We don't give the people we consider villains a second thought. They were born rotten, destined for evil from day one. But if we take another look at some of the most infamous villains of all time, we may find they're more human than we thought. We may see ourselves in their reflection. We might find we're walking the path of villainy - and once we see that, we can turn toward God's life!
More From "Empathy for the Devil"
My first day of grad school was pretty scary. For college, I had gone to a small Christian college in Southwest Missouri. But for grad school, I went to the University of Missouri, which is a pretty huge public university. And I went from being one of a few dozen Christians in my class to usually the only Evangelical Christian in my class. I was sitting outside the classroom for my first class with a couple of the other students (who would soon become my new friends), and they were talking about who they thought we’d be reading in this class. They were throwing out name after name of people I’d never heard. I immediately got worried… was I in over my head?
Those first few weeks were rough. I knew way less than my classmates and was playing a lot of catch-up. I felt in some ways that my Christian college education hadn’t prepared me as well for this work as their public school education had. But also in those first weeks, my new friends started jokingly referring to me as the ‘token Christian’. Someone said, “Every religion department needs a Christian, and JR. is ours,” and it just sort of stuck.
But that name – token Christian – actually helped me out a lot.
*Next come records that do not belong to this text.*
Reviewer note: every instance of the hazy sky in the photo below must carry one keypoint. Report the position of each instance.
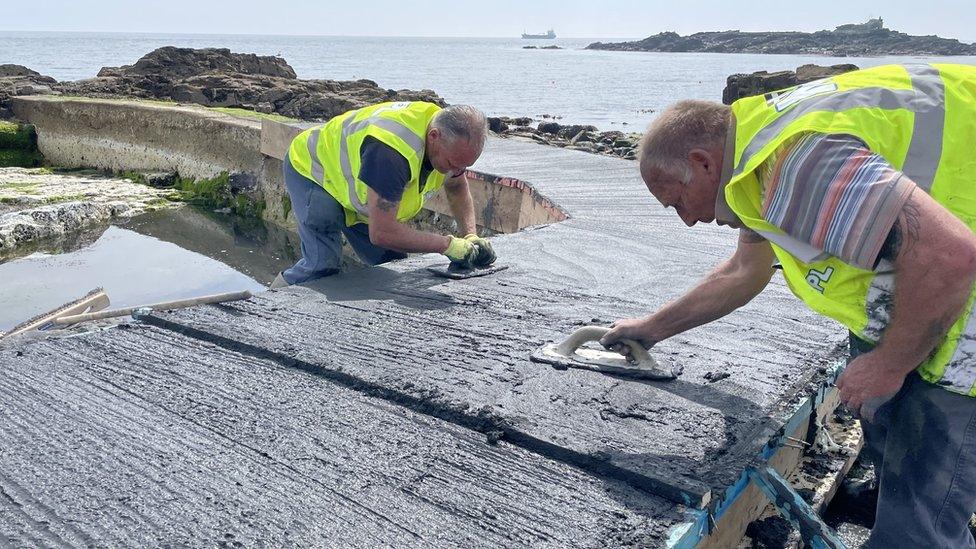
(570, 18)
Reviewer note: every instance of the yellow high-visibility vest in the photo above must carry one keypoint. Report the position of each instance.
(329, 154)
(922, 120)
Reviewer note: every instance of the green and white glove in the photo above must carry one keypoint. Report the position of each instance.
(486, 254)
(461, 252)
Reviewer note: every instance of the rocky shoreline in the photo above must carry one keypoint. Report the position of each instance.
(212, 77)
(866, 39)
(268, 85)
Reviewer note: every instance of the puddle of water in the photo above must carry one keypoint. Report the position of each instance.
(160, 256)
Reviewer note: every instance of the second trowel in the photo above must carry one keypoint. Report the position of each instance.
(571, 354)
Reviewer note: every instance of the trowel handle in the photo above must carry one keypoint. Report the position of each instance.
(594, 333)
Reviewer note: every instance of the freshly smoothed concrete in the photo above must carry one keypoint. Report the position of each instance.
(456, 355)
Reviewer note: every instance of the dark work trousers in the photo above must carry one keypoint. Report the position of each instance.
(321, 221)
(923, 446)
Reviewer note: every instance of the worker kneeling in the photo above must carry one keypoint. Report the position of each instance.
(368, 171)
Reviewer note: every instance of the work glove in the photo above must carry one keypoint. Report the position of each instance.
(461, 252)
(486, 255)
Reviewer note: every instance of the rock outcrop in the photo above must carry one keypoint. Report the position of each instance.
(19, 80)
(744, 85)
(866, 39)
(215, 78)
(570, 136)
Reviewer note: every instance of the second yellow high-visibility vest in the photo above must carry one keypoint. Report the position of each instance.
(922, 120)
(329, 154)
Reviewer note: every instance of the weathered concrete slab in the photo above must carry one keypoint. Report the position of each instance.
(406, 368)
(142, 437)
(461, 349)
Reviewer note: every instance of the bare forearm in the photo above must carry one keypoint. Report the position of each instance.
(934, 259)
(922, 315)
(462, 206)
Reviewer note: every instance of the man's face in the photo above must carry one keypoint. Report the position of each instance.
(450, 158)
(693, 202)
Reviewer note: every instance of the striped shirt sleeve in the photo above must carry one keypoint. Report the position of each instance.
(833, 193)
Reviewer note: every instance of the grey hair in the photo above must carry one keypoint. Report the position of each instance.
(462, 121)
(682, 127)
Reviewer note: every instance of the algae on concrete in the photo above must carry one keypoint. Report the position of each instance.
(252, 115)
(216, 192)
(18, 146)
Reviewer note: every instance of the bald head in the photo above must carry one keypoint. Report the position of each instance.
(682, 128)
(462, 123)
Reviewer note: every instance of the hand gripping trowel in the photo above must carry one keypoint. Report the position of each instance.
(570, 354)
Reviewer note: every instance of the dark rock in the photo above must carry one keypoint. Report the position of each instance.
(172, 62)
(569, 131)
(496, 124)
(550, 127)
(712, 377)
(220, 78)
(19, 80)
(584, 136)
(869, 38)
(745, 85)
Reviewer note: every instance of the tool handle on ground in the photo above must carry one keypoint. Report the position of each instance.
(595, 333)
(164, 306)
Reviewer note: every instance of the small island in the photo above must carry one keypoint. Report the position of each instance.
(865, 39)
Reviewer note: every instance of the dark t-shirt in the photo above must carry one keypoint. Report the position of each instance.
(385, 170)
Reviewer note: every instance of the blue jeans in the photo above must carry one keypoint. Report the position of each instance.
(923, 446)
(321, 222)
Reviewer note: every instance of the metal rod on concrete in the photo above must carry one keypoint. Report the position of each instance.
(164, 306)
(812, 528)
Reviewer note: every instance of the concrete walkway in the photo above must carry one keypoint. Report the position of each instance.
(359, 410)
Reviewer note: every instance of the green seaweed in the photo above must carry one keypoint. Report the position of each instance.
(22, 187)
(285, 206)
(211, 192)
(20, 158)
(21, 137)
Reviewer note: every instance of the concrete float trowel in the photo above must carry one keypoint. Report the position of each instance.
(571, 354)
(455, 272)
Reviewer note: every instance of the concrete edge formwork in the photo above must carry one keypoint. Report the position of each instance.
(724, 522)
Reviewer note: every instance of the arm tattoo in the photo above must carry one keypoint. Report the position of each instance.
(750, 236)
(903, 235)
(385, 204)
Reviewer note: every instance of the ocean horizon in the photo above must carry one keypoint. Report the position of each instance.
(610, 90)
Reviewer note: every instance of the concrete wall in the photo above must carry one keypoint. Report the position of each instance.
(198, 142)
(141, 135)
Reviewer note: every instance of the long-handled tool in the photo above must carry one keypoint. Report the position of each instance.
(571, 354)
(95, 300)
(164, 306)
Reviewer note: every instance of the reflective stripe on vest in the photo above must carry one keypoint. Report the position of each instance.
(926, 100)
(909, 127)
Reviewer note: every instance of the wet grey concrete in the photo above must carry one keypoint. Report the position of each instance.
(146, 438)
(454, 356)
(134, 269)
(462, 348)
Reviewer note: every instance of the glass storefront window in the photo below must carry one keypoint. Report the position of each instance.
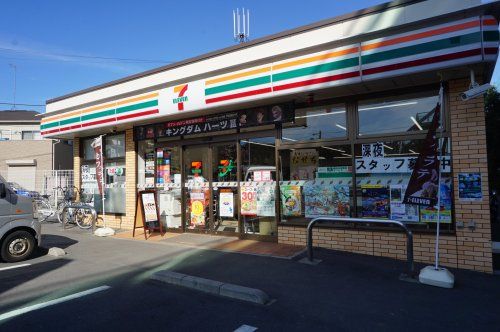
(114, 187)
(114, 174)
(316, 182)
(168, 181)
(317, 123)
(88, 150)
(115, 146)
(383, 170)
(197, 191)
(225, 187)
(145, 164)
(407, 113)
(258, 186)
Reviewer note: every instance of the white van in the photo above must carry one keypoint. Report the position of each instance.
(20, 231)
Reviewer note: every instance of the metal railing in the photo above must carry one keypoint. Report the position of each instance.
(409, 235)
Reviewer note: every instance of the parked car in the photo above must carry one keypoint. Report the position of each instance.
(20, 231)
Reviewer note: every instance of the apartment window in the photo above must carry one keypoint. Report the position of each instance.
(31, 135)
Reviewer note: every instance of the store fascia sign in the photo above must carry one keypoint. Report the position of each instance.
(251, 117)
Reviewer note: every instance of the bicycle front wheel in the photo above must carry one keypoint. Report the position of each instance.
(84, 218)
(67, 216)
(44, 210)
(60, 209)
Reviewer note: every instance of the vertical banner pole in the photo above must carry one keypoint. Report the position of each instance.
(438, 211)
(103, 182)
(440, 147)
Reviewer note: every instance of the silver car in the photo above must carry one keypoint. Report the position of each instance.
(20, 231)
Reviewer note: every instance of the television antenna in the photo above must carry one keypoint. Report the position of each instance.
(241, 25)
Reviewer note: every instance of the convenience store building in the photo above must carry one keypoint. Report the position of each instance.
(324, 120)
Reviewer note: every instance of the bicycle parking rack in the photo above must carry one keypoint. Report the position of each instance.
(409, 276)
(80, 206)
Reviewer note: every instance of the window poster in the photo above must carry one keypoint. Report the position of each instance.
(149, 169)
(400, 211)
(469, 187)
(291, 204)
(248, 200)
(303, 164)
(150, 212)
(375, 201)
(266, 201)
(326, 200)
(197, 200)
(226, 203)
(429, 214)
(163, 166)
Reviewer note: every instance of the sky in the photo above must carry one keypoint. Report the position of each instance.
(51, 48)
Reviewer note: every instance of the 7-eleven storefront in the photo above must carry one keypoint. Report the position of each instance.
(256, 140)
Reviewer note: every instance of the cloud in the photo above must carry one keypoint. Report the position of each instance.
(14, 49)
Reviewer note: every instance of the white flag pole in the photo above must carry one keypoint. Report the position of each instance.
(103, 182)
(439, 180)
(434, 275)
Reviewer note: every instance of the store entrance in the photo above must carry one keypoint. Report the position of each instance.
(211, 188)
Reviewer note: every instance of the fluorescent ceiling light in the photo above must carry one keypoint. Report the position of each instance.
(263, 144)
(338, 150)
(416, 123)
(389, 105)
(319, 114)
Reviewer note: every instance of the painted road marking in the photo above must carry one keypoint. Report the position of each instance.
(14, 267)
(24, 310)
(246, 328)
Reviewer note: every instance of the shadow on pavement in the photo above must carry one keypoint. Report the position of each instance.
(51, 240)
(12, 278)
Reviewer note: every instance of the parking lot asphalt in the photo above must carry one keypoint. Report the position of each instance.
(345, 292)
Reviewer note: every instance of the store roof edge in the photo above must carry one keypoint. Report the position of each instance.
(313, 26)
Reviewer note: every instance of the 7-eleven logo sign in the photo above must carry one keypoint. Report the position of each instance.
(180, 90)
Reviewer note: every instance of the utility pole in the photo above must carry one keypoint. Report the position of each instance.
(13, 66)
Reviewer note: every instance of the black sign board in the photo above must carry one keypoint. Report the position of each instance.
(147, 215)
(212, 123)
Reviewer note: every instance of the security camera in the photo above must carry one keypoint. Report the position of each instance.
(475, 91)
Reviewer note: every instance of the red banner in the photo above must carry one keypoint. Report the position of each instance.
(97, 145)
(423, 186)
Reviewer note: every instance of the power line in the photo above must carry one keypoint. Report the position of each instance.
(17, 104)
(80, 56)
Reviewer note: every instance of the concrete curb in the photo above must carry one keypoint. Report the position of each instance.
(212, 286)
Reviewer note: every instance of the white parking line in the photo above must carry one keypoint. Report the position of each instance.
(245, 328)
(14, 267)
(24, 310)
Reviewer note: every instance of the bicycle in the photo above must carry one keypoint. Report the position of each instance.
(69, 195)
(44, 209)
(80, 213)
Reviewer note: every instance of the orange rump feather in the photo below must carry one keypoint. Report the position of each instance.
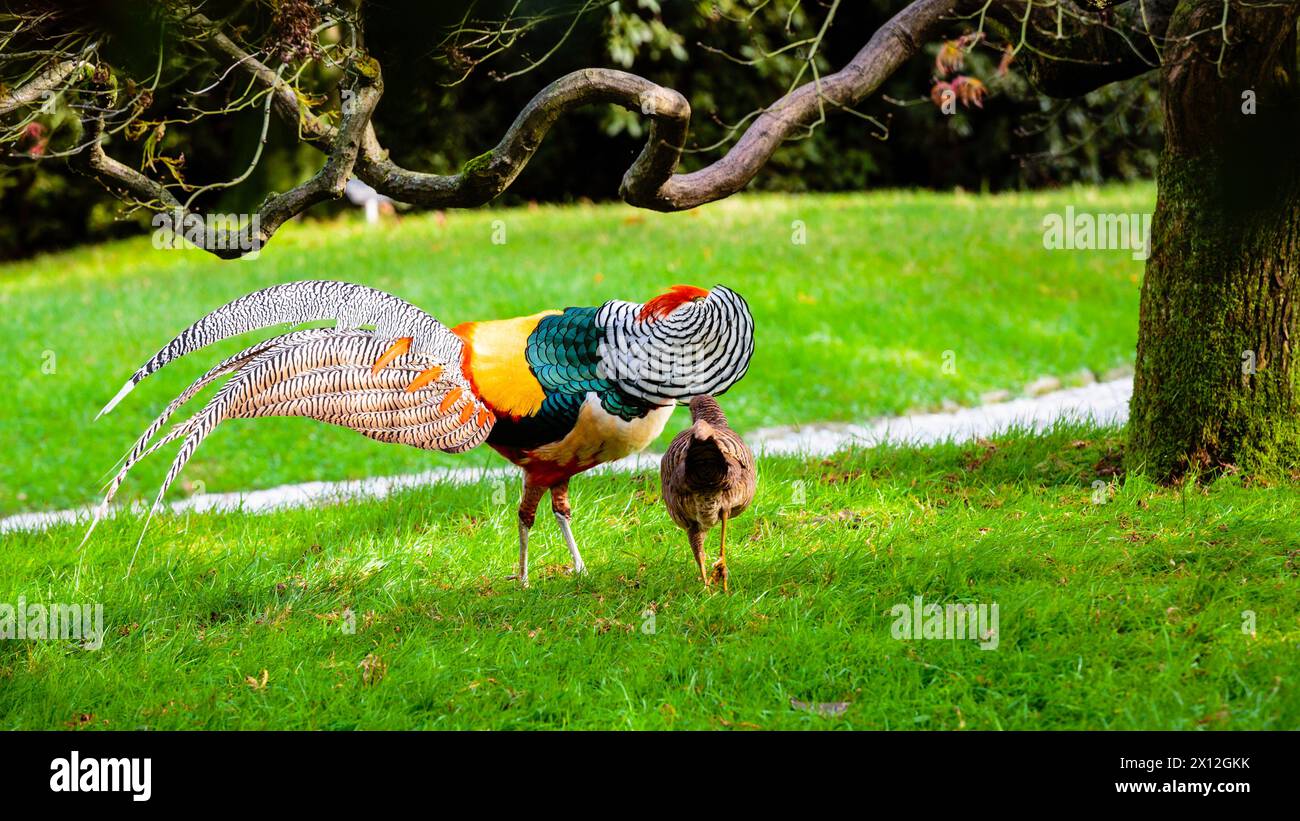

It gave me confidence because it carved out a space for me in the department. It was okay if I didn’t know something because I wasn’t just another first year student. I was the token Christian student. I wasn’t nervous to give my input because now it was okay if I sounded like a Christian – I was the token Christian! Being the token Christian helped me get through my first year of grad school.
Then I met Tom.
Tom started my second year. And in our first class, he introduced himself as a guy from a small Christian college in Northeast Missouri who had come to get a more well-rounded education.
I hated him instantly.
After class, I was with my grad school friends, and I commented on what a jerk Tom was. They were genuinely confused. Tom had seemed, to them, like a kind, genuine and friendly person. I wasn’t hearing it. As far as I was concerned, Tom was the worst.
Which is a terrible thing, isn’t it?
Let’s talk about anger: why we get angry and how to tell whether our anger is righteous or evil. It’s pretty obvious that my anger toward Tom was not the righteous kind – that’s because he was challenging my identity as the token Christian.